Ela é uma personagem que vem directamente da Poesia. Ela veio do poema clássico persa. Nós não sabemos se as personagens nesses poemas eram raparigas ou rapazes. Na Pérsia, ou na Turquia, não existe a diferença, na língua, entre ele/ela. Na poesia não se consegue saber se estão a falar de rapazes ou raparigas. Muitos eram rapazes, mas os tradutores, no século XIX, escreveram “ela”. Tinha conotação homossexual. Era realmente complexo.
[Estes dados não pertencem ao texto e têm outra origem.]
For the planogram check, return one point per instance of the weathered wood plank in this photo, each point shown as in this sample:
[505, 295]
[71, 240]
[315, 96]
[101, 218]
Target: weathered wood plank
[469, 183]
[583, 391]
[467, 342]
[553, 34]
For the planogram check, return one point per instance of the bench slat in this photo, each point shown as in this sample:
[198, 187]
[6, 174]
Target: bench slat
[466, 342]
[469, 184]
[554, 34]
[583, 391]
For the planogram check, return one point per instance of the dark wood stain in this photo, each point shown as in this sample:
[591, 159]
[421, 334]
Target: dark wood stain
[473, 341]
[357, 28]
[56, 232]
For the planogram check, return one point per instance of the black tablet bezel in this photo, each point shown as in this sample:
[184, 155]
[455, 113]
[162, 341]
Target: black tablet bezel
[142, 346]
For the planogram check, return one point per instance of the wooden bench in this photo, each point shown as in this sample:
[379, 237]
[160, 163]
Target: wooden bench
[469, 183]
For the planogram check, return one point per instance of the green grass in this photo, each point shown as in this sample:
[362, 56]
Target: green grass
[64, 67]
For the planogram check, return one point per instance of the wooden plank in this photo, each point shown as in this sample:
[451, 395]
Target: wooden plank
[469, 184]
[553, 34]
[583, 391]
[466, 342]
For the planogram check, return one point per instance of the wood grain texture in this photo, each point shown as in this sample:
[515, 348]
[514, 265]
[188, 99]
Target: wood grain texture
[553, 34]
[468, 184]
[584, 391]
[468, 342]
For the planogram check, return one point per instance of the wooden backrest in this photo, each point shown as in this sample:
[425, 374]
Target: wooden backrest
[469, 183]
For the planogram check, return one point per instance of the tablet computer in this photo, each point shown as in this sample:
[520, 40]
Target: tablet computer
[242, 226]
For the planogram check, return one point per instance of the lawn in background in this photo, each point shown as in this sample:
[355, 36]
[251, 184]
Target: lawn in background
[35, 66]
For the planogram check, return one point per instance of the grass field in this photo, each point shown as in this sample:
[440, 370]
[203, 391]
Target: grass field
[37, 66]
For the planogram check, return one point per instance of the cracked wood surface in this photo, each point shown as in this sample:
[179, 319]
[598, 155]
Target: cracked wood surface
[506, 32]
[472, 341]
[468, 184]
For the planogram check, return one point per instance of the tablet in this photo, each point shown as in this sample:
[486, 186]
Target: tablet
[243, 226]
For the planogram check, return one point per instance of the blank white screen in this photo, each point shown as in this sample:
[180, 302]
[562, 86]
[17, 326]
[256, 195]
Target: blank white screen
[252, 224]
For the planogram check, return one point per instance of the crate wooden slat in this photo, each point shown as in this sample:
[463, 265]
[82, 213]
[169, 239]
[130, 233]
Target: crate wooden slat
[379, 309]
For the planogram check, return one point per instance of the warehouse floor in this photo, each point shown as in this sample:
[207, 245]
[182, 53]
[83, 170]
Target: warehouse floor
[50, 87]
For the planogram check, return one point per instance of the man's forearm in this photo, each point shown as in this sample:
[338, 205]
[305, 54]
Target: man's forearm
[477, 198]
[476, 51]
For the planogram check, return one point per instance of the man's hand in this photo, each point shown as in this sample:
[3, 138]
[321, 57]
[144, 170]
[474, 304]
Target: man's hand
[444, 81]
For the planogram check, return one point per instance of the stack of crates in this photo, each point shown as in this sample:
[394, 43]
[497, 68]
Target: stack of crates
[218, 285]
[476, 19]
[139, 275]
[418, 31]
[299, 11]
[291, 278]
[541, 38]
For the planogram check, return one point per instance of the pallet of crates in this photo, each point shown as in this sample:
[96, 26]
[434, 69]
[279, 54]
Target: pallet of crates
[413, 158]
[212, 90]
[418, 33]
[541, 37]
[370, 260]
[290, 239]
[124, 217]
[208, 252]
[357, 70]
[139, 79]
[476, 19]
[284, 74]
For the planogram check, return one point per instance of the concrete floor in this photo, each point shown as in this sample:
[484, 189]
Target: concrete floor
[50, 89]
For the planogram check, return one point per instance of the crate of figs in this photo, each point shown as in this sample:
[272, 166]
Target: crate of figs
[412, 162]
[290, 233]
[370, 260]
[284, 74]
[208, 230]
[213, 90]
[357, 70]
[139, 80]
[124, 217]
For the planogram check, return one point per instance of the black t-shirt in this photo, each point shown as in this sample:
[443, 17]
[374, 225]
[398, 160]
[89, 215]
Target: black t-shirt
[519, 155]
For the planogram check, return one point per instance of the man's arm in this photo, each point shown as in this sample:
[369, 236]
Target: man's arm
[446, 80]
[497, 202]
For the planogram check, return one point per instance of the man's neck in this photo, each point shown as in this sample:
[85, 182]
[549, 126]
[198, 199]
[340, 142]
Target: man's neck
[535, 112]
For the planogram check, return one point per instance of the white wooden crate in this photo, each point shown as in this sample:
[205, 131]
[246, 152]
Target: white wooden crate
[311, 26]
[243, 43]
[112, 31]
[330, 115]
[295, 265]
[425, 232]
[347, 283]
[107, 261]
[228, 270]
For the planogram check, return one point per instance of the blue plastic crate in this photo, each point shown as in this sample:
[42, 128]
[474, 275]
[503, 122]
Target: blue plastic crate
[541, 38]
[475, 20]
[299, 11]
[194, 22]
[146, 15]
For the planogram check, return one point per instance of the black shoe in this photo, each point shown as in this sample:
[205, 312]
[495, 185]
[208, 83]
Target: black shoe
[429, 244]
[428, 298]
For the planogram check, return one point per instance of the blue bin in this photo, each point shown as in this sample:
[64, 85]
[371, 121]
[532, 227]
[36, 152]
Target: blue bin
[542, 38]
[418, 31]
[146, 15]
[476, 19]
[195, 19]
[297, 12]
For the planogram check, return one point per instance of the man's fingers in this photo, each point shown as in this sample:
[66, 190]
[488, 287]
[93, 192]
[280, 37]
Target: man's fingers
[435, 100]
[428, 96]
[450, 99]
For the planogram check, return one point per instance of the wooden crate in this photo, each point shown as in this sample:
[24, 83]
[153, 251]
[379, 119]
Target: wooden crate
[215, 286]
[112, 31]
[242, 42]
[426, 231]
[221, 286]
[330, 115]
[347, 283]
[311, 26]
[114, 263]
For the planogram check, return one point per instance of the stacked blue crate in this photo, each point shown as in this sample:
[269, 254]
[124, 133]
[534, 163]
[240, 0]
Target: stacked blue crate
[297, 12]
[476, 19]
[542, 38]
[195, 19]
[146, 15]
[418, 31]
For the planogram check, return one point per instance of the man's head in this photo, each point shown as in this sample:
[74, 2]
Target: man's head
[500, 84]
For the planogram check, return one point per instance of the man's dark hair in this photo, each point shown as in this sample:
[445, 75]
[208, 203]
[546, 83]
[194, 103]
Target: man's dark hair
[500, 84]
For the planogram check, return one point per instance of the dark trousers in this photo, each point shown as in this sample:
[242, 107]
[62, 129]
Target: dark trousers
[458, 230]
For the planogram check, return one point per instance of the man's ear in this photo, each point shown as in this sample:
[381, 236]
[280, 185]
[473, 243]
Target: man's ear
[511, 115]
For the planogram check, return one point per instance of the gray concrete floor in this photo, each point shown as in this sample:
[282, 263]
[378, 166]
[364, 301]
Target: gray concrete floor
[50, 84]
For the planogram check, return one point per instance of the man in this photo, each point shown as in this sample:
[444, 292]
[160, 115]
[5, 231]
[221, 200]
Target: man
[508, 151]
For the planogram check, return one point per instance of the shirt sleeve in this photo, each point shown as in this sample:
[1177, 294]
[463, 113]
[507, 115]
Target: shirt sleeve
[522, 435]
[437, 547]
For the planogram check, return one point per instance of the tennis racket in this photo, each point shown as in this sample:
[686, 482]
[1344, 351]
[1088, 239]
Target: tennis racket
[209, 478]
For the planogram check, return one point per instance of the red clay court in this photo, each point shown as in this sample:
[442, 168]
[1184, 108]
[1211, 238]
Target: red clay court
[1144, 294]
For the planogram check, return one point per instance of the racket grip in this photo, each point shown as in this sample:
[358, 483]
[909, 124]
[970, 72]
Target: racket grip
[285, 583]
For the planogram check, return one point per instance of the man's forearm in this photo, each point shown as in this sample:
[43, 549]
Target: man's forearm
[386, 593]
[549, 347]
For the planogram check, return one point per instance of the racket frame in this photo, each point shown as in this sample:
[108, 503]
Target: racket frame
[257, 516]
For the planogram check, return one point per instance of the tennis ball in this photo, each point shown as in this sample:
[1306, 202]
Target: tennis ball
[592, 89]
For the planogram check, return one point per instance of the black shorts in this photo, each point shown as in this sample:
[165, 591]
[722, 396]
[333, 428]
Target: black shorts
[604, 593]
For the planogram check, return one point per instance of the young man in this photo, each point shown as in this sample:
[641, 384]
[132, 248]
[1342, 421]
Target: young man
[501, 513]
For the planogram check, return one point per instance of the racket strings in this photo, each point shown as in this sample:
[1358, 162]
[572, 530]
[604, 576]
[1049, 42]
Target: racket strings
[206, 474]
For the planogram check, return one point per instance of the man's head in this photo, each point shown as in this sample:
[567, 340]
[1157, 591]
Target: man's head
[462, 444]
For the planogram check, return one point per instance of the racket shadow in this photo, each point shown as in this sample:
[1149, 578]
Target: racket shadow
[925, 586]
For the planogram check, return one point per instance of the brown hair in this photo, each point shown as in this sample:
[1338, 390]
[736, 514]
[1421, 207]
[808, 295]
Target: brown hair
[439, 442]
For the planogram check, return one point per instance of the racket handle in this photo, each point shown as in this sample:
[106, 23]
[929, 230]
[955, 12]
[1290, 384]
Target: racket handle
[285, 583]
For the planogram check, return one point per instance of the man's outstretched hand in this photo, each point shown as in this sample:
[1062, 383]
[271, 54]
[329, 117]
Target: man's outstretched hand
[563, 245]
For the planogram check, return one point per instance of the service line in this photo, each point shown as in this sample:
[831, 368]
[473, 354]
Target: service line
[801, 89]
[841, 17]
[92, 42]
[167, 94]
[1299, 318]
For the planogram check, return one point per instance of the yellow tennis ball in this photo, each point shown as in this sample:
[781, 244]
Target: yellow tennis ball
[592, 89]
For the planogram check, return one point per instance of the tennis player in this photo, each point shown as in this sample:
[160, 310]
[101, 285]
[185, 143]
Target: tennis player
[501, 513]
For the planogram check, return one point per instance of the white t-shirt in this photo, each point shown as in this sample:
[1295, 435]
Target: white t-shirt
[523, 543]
Por isso é que esta personagem é tão incerta.

Li uma entrevista com Charlotte Mandell [conversationalreading.com], sua tradutora de “Zona”, onde ela afirma que o livro “Zona” tem exactamente o mesmo número de quilómetros da viagem de comboio entre Milão e Roma. Foi com esse objectivo que escreveu 517 páginas?

[risos] Sim, foi com esse objectivo. O número de quilómetros de comboio é mais longo do que por estrada. Uma página é um quilómetro.

Em português não podemos fazer isso, são 467 páginas.

Em francês e em inglês conseguimos…

“Zona” é mais espacial do que temporal? A narrativa segue os lugares por quais o comboio passa. Não segue uma linha temporal rígida.

Tem duas linhas temporais: a real linha temporal da viagem de comboio e outra não linear que são as histórias que conto na viagem.

Em “Fala-lhes de Batalhas, de Reis e de Elefantes” lemos, na página 119, “É verdade, Nós todos macaqueamos Deus na sua ausência”.
Somos sombras platónicas? Sombras imperfeitas?

Sim! Isso é o que Michelangelo pensa. Ele tem uma educação neoplatónica. No século XV, os últimos dos filósofos platónicos vão para Florença, Itália. [A educação de Michelangelo foi feita, em grande parte, em Florença]. A sua educação é baseada em ideias neoplatónicas. É ele dizendo isso.

No período da Renascença, escritores e pintores criaram muitas obras de arte porque eram contratados para isso. Neste caso, por exemplo, Michelangelo foi contratado por Bayazid. Eles estavam dependentes do mercado. Hoje mantém-se essa dependência?

Sim, os escritores mantêm-se dependentes, mas os patronos são menos…políticos. Continuamos com patronos: as Editoras e o mercado.
Michelangelo foi um dos primeiros artistas europeus a conseguir ser um artista livre. Ele ganha a sua liberdade, no fim da sua vida. Mas a sua vida é uma luta por isso. Michelangelo ama duas coisas: dinheiro e liberdade. E ele consegue-os no fim. Ele podia dizer “Não” às pessoas.

Necessita, como escritor, da aceitação que Michelangelo necessita no seu romance?

 Provavelmente, provavelmente…
Não sou só eu… Se vamos entrar nesta arte ou criação, todos necessitamos de público. De alguma forma, nós dependemos dele, também.